Monday, September 12, 2011

Spiced Apple Cranberry Bread Pudding

A warm and flavorful delight on those chilly autumn days. I know the photo is horrid and i will try to get a better on e.Spiced Apple Cranberry Bread Pudding
1 loaf Natures Pride Healthy Multigrain Bread
5 tablespoons unsalted butter
2 large Granny Smith apples—peeled, cored and cut into 1/2-inch pieces
1 cup brown sugar, plus a couple tablespoons for sprinkling on top
1 teaspoon cinnamon
1 teaspoon nutmeg
1/2 teaspoon allspice
1/2 cup apple cider
1 cup dried cranberries
5 large eggs, beaten
3 1/2 cups milk
1 teaspoon vanilla
Preheat the oven to 350°. Spread the bread on a large rimmed baking sheet and toast for about 15 minutes, stirring once or twice, until lightly golden and dry.

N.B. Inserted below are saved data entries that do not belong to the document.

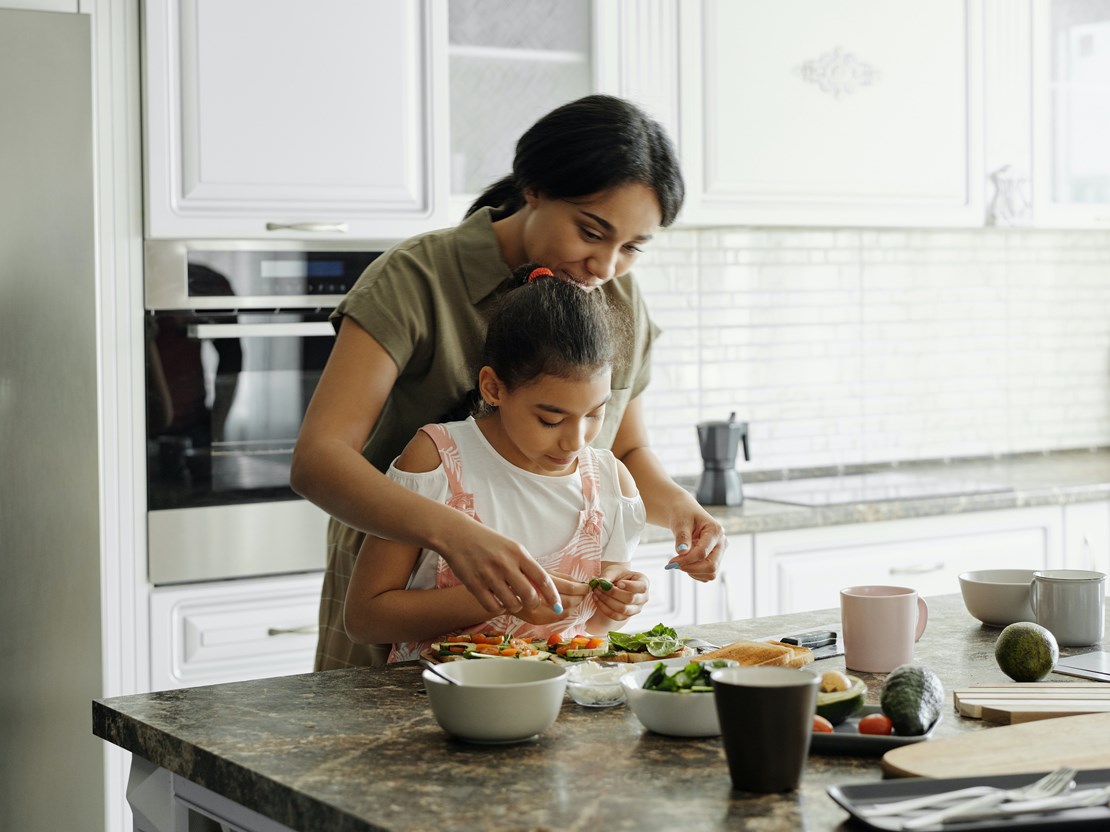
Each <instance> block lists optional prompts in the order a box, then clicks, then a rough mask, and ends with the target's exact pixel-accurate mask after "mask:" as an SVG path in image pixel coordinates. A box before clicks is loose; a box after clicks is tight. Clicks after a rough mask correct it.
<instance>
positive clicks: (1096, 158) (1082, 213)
mask: <svg viewBox="0 0 1110 832" xmlns="http://www.w3.org/2000/svg"><path fill="white" fill-rule="evenodd" d="M1032 10H1033V13H1032V52H1033V55H1032V57H1033V60H1032V73H1031V78H1032V124H1033V174H1035V175H1033V189H1032V193H1033V212H1035V219H1036V224H1037V225H1039V226H1049V227H1053V226H1055V227H1072V229H1084V227H1093V229H1108V227H1110V154H1108V153H1107V134H1108V132H1110V7H1108V6H1107V4H1106V3H1102V2H1091V1H1090V0H1033V9H1032Z"/></svg>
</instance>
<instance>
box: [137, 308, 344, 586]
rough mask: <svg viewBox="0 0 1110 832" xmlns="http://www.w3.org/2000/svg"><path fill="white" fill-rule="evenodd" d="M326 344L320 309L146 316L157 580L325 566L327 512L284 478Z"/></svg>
mask: <svg viewBox="0 0 1110 832" xmlns="http://www.w3.org/2000/svg"><path fill="white" fill-rule="evenodd" d="M334 339H335V338H334V331H333V329H332V326H331V324H330V323H329V322H327V312H326V311H322V310H321V311H295V312H281V313H263V312H241V311H240V312H211V313H209V312H203V313H198V312H159V313H154V314H152V315H151V316H149V318H148V344H147V347H148V348H147V495H148V546H149V560H150V562H149V568H150V578H151V581H152V582H153V584H155V585H162V584H179V582H185V581H201V580H219V579H224V578H238V577H248V576H256V575H276V574H283V572H297V571H306V570H314V569H323V567H324V529H325V528H326V524H327V517H326V515H325V514H324V513H323V511H321V510H320V509H317V508H316V507H315V506H312V505H311V504H310V503H307V501H305V500H303V499H301V498H300V497H297V496H296V495H295V494H294V493H293V490H292V489H291V488H290V485H289V473H290V465H291V463H292V456H293V445H294V443H295V442H296V436H297V433H299V430H300V427H301V422H302V420H303V417H304V413H305V409H306V408H307V405H309V400H310V399H311V398H312V394H313V392H314V390H315V387H316V384H317V382H319V381H320V375H321V373H322V372H323V368H324V364H325V363H326V362H327V356H329V354H330V353H331V348H332V345H333V343H334Z"/></svg>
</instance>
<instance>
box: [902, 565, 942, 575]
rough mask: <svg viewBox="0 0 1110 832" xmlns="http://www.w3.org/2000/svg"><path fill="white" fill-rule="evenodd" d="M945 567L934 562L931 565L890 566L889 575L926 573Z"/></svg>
mask: <svg viewBox="0 0 1110 832" xmlns="http://www.w3.org/2000/svg"><path fill="white" fill-rule="evenodd" d="M944 568H945V565H944V564H942V562H941V564H934V565H932V566H904V567H891V568H890V574H891V575H926V574H928V572H939V571H941V570H942V569H944Z"/></svg>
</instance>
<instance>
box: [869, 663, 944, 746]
mask: <svg viewBox="0 0 1110 832" xmlns="http://www.w3.org/2000/svg"><path fill="white" fill-rule="evenodd" d="M944 699H945V688H944V686H942V684H941V683H940V678H939V677H938V676H937V674H936V673H935V672H934V671H932V670H930V669H929V668H927V667H925V666H924V664H899V666H898V667H896V668H895V669H894V670H891V671H890V673H889V676H887V681H886V683H885V684H884V686H882V693H881V696H880V697H879V704H880V706H881V708H882V712H884V713H885V714H887V716H888V717H889V718H890V721H891V722H892V723H894V727H895V733H897V734H901V735H902V737H920V735H921V734H924V733H925V732H926V731H928V730H929V729H930V728H931V727H932V723H934V722H936V721H937V719H938V718H939V717H940V706H941V702H942V701H944Z"/></svg>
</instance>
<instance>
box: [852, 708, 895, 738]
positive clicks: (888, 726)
mask: <svg viewBox="0 0 1110 832" xmlns="http://www.w3.org/2000/svg"><path fill="white" fill-rule="evenodd" d="M894 730H895V726H894V723H892V722H891V721H890V717H888V716H887V714H885V713H868V714H867V716H866V717H864V718H862V719H861V720H859V732H860V733H880V734H889V733H894Z"/></svg>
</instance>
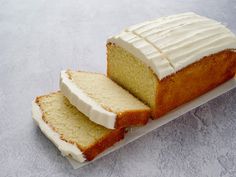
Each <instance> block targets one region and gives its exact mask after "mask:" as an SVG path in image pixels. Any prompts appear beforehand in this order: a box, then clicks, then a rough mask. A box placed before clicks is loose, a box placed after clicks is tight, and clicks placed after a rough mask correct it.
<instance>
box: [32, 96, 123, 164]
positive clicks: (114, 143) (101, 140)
mask: <svg viewBox="0 0 236 177" xmlns="http://www.w3.org/2000/svg"><path fill="white" fill-rule="evenodd" d="M56 93H57V92H53V93H51V94H56ZM51 94H50V95H51ZM47 96H49V95H43V96H38V97H36V99H35V103H37V104H38V106H39V107H40V108H41V110H42V119H43V120H44V122H45V123H46V124H47V125H48V126H50V128H52V129H53V131H55V132H57V133H58V131H57V130H56V129H55V128H54V127H53V126H52V125H50V124H49V123H48V121H46V119H45V118H44V117H45V115H44V112H43V109H42V106H41V102H40V99H42V98H43V97H47ZM124 135H125V128H120V129H114V130H111V131H110V133H108V134H107V135H106V136H104V137H103V138H101V139H100V140H99V141H97V142H96V143H95V144H93V145H91V146H90V147H82V146H80V145H79V144H78V143H76V142H73V141H68V140H67V139H66V138H65V137H64V136H63V135H62V134H60V139H61V140H63V141H65V142H67V143H70V144H76V146H77V147H78V148H79V149H80V150H81V151H82V152H83V154H84V156H85V158H86V159H87V160H88V161H90V160H93V159H94V158H95V157H96V156H97V155H98V154H100V153H101V152H103V151H104V150H106V149H107V148H109V147H111V146H112V145H113V144H115V143H116V142H118V141H120V140H122V139H124Z"/></svg>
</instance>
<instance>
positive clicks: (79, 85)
mask: <svg viewBox="0 0 236 177" xmlns="http://www.w3.org/2000/svg"><path fill="white" fill-rule="evenodd" d="M60 89H61V91H62V93H63V94H64V95H65V97H67V98H68V100H69V101H70V102H71V104H72V105H74V106H75V107H77V109H79V110H80V111H81V112H82V113H83V114H85V115H86V116H88V118H89V119H90V120H91V121H93V122H96V123H97V124H100V125H102V126H104V127H106V128H110V129H114V128H121V127H128V126H133V125H144V124H146V123H147V121H148V118H149V116H150V108H149V107H148V106H146V105H145V104H144V103H142V102H141V101H139V100H138V99H137V98H135V97H134V96H133V95H131V94H130V93H129V92H128V91H126V90H124V89H123V88H122V87H120V86H119V85H117V84H116V83H115V82H113V81H112V80H111V79H109V78H108V77H106V76H105V75H103V74H97V73H89V72H76V71H71V70H67V71H62V72H61V79H60Z"/></svg>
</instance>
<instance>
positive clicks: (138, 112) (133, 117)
mask: <svg viewBox="0 0 236 177" xmlns="http://www.w3.org/2000/svg"><path fill="white" fill-rule="evenodd" d="M150 116H151V111H150V110H139V111H127V112H123V113H121V114H118V115H117V119H116V124H115V128H122V127H129V126H137V125H145V124H147V122H148V119H149V117H150Z"/></svg>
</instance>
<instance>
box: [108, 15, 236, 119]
mask: <svg viewBox="0 0 236 177" xmlns="http://www.w3.org/2000/svg"><path fill="white" fill-rule="evenodd" d="M235 49H236V36H235V34H233V33H232V32H231V31H230V30H229V29H227V28H226V27H225V26H224V25H222V24H221V23H220V22H217V21H215V20H212V19H209V18H207V17H203V16H200V15H197V14H195V13H192V12H190V13H183V14H177V15H171V16H167V17H161V18H159V19H156V20H151V21H147V22H144V23H140V24H137V25H133V26H131V27H128V28H125V29H124V30H123V31H122V32H121V33H120V34H118V35H115V36H112V37H110V38H109V39H108V41H107V75H108V77H110V78H111V79H112V80H114V81H115V82H116V83H118V84H119V85H121V86H122V87H123V88H125V89H127V90H128V91H129V92H130V93H132V94H133V95H135V96H136V97H137V98H139V99H140V100H142V101H143V102H144V103H146V104H147V105H149V106H150V107H151V109H152V117H153V118H158V117H160V116H162V115H163V114H165V113H167V112H168V111H170V110H172V109H174V108H176V107H177V106H179V105H181V104H183V103H186V102H188V101H190V100H192V99H194V98H196V97H198V96H200V95H202V94H204V93H206V92H207V91H209V90H211V89H213V88H215V87H216V86H218V85H219V84H221V83H223V82H225V81H226V80H228V79H230V78H232V77H233V76H234V74H235V72H236V50H235Z"/></svg>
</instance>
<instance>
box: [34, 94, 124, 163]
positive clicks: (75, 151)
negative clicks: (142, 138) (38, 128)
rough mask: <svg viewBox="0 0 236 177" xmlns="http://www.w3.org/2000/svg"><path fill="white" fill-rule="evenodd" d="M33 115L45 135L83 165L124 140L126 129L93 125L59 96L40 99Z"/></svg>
mask: <svg viewBox="0 0 236 177" xmlns="http://www.w3.org/2000/svg"><path fill="white" fill-rule="evenodd" d="M32 106H33V109H32V115H33V118H34V120H35V121H36V122H37V124H38V125H39V127H40V129H41V130H42V132H43V133H44V134H45V135H46V136H47V137H48V138H49V139H50V140H51V141H52V142H53V143H54V144H55V145H56V146H57V148H58V149H59V150H60V151H61V153H62V155H64V156H71V157H72V158H73V159H75V160H77V161H79V162H84V161H86V160H88V161H89V160H92V159H93V158H94V157H96V156H97V155H98V154H99V153H101V152H102V151H104V150H105V149H107V148H109V147H110V146H112V145H113V144H114V143H116V142H118V141H119V140H121V139H123V138H124V134H125V129H124V128H121V129H115V130H110V129H106V128H105V127H103V126H100V125H98V124H95V123H93V122H92V121H90V120H89V119H88V118H87V117H86V116H85V115H84V114H82V113H81V112H79V111H78V110H77V109H76V108H75V107H74V106H72V105H71V104H70V103H69V101H68V100H67V99H66V98H65V97H64V96H63V95H62V94H61V93H60V92H56V93H51V94H49V95H45V96H40V97H37V98H36V100H35V101H34V102H33V104H32Z"/></svg>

Heat the apple cider and cranberries in microwave for approx 2 min, for the cranberries to absorb some of the liquid.
Meanwhile, in a large skillet, melt the butter; reserve 3 tablespoons of the melted butter in a small bowl. Add the apples and 1/4 cup of the brown sugar to the skillet and cook over moderate heat, stirring occasionally, until the apples are golden and softened, about 15 minutes. Stir in the cinnamon. Remove from the heat and add the cider. Return the skillet to the heat and cook until the sauce is syrupy, about 1 minute.
In a large bowl, whisk the eggs with the milk and the remaining 3/4 cup of brown sugar. Add the vanillainto the custard (. Add the brioche and apples and toss until evenly coated. Let stand for 5 minutes to allow the bread to absorb the custard.
Brush an 9-by-13-inch baking dish with 1 tablespoon of the reserved melted butter. Add the bread pudding and drizzle the remaining 2 tablespoons of melted butter on top. Sprinkle with brown sugar. Bake for about 50 minutes, until the custard is set and the top is golden. Let the bread pudding cool slightly and serve.